Wednesday, 11 February 2009

Could you help with a Perl project?

I was wondering if anyone might be able to help a bit, with a current Perl based project i'm working on. Given some peptide fragments from Mass Spec experiments, including duplicate epxeriments on the same protein, and given the gene ID, looking to compare the found peptieds, with what wasn't picked up by Mass Spec, that should have been created by trypsin digest, and potentially shown through MS.

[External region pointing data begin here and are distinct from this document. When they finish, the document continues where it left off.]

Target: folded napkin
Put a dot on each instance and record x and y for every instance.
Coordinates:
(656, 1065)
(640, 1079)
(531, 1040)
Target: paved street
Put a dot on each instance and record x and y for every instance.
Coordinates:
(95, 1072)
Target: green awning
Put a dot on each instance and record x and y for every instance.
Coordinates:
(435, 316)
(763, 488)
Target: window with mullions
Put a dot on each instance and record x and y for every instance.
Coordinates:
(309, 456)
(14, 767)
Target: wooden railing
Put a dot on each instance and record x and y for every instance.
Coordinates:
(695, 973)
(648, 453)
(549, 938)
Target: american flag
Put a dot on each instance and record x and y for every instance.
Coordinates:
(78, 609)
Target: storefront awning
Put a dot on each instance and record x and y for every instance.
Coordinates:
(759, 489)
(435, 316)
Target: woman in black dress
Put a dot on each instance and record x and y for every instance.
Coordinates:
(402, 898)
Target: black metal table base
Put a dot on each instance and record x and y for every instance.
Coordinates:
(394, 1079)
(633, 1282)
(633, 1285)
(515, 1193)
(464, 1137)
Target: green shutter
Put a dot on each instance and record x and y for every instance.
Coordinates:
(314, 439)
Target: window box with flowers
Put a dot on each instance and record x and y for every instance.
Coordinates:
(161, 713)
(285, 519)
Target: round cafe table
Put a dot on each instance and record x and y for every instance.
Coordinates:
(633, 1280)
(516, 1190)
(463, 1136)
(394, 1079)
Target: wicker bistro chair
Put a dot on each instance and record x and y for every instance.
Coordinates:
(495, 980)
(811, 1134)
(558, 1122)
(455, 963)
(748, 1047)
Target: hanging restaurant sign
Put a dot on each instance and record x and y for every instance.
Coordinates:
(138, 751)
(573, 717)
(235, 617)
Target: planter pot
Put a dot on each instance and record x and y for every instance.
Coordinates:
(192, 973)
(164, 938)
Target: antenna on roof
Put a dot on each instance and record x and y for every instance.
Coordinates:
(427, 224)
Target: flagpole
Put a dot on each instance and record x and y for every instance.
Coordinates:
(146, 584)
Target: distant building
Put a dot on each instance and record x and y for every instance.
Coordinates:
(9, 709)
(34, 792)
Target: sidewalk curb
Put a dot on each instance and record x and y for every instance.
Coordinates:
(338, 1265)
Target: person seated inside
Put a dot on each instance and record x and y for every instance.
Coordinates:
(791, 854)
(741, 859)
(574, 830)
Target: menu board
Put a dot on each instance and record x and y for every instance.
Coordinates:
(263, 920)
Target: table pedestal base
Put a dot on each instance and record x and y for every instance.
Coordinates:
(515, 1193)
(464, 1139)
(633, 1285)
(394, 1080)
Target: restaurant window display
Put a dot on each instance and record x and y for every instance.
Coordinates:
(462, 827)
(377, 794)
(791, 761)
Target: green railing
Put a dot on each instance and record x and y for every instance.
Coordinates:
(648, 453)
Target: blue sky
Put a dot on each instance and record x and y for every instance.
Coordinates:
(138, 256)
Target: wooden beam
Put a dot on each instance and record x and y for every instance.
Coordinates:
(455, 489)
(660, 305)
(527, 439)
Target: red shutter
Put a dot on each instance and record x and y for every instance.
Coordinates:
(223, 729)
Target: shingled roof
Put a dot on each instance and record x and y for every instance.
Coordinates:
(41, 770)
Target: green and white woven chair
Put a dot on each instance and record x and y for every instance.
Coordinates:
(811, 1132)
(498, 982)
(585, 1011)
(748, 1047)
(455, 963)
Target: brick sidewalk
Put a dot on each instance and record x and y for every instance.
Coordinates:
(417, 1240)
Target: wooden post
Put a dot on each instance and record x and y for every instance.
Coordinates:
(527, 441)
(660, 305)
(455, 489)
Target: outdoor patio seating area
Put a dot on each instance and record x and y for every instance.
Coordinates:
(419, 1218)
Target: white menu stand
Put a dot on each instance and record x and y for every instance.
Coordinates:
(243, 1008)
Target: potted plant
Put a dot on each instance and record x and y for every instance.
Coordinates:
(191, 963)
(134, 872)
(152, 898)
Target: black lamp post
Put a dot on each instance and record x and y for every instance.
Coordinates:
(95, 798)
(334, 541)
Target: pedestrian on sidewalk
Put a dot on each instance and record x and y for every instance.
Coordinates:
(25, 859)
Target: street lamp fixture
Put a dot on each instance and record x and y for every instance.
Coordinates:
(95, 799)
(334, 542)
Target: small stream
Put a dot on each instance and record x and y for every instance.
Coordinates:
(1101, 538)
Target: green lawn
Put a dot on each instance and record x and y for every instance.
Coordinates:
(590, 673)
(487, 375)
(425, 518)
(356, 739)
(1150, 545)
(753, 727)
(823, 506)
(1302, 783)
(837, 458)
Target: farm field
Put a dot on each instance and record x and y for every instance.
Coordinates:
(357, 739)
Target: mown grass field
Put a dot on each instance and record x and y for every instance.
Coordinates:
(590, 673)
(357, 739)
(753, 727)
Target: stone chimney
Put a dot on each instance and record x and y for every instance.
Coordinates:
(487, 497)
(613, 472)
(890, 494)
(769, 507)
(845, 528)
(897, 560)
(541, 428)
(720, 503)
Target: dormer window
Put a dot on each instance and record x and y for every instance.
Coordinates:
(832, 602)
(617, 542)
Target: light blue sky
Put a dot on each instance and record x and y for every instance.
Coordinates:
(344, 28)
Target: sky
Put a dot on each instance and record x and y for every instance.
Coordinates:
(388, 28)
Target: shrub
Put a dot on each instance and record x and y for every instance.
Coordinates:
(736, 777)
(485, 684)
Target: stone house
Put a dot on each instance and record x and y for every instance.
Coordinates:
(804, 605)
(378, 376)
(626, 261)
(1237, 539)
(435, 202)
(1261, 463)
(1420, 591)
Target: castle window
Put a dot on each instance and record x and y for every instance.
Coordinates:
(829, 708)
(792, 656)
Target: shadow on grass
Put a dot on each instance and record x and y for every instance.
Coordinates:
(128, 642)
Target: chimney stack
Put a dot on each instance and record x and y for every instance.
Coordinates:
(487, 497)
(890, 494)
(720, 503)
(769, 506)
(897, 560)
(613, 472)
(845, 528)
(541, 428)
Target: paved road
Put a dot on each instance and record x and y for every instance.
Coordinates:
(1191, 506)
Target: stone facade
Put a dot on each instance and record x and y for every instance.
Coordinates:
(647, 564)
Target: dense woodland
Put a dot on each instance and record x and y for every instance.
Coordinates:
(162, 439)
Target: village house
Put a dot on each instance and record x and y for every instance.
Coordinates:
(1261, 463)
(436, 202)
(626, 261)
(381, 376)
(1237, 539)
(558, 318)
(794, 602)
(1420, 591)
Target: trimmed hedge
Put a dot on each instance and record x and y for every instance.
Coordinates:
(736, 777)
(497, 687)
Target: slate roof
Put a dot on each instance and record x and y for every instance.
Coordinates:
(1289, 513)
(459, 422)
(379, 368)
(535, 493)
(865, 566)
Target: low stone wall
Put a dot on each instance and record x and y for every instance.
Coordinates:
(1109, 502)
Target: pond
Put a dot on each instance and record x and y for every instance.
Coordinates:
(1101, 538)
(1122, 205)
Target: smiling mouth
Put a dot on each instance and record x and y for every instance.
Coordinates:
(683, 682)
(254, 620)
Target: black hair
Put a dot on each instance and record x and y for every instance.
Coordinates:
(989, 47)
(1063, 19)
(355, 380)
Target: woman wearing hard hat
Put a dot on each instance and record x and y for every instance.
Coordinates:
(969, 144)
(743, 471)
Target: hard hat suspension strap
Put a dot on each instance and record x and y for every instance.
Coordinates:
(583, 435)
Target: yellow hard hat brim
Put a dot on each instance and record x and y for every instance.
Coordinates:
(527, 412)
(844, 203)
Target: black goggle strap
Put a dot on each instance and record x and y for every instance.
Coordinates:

Given a text file with the structure

>GENEID1

PEPTIDE1, PEPTIDE2, PEPTIDE3

e.g.

>ENSG00000000971
ISEENETTCYMGK,SEENETTCYMGK,EENETTCYMGK,PPQIEHGTINSSR,PCSQPPQIEHGTINSSR,QPPQIEHGTINSSR,PQIEHGTINSSR
>ENSG00000005421
VTQVYAENGTVLQGSTVASVYK

Looking to analyses this. To compare the "seen" peptides, with the "unseen" peptides, e..g physicochemical properties.
Wondering what properties might make certain peptides observable, others not so.

Looking to create perl script to determine the properties of these 2 groups - the observed peptides, and the unseen peptides. Then compare the properties of the two groups (isoelectric point, length, MW, amino acid composition etc).

Any pointers? Or an idea through some pseudocode? I can update post and include code so far.

I can use BioPerl pepstat, emows etc I'd imagine. Or collate the physicochemical properties in an array and then export to R, but i'm happy to just get figures, then do visual analysis/ some data chewing through Perl's graph tools.

1 comment:

Anonymous said...

Ok, so if I understand right, you first want to divide the peptides into a 'seen' and 'unseen' groups, and then compare them.

Are you going to compare on a peptide vs peptide basis? ie
ISEENETTCYMGK vs SEENETTCYMGK?

could you give an example of a comparison of these 2, like you would do on paper? or am I getting it all wrong?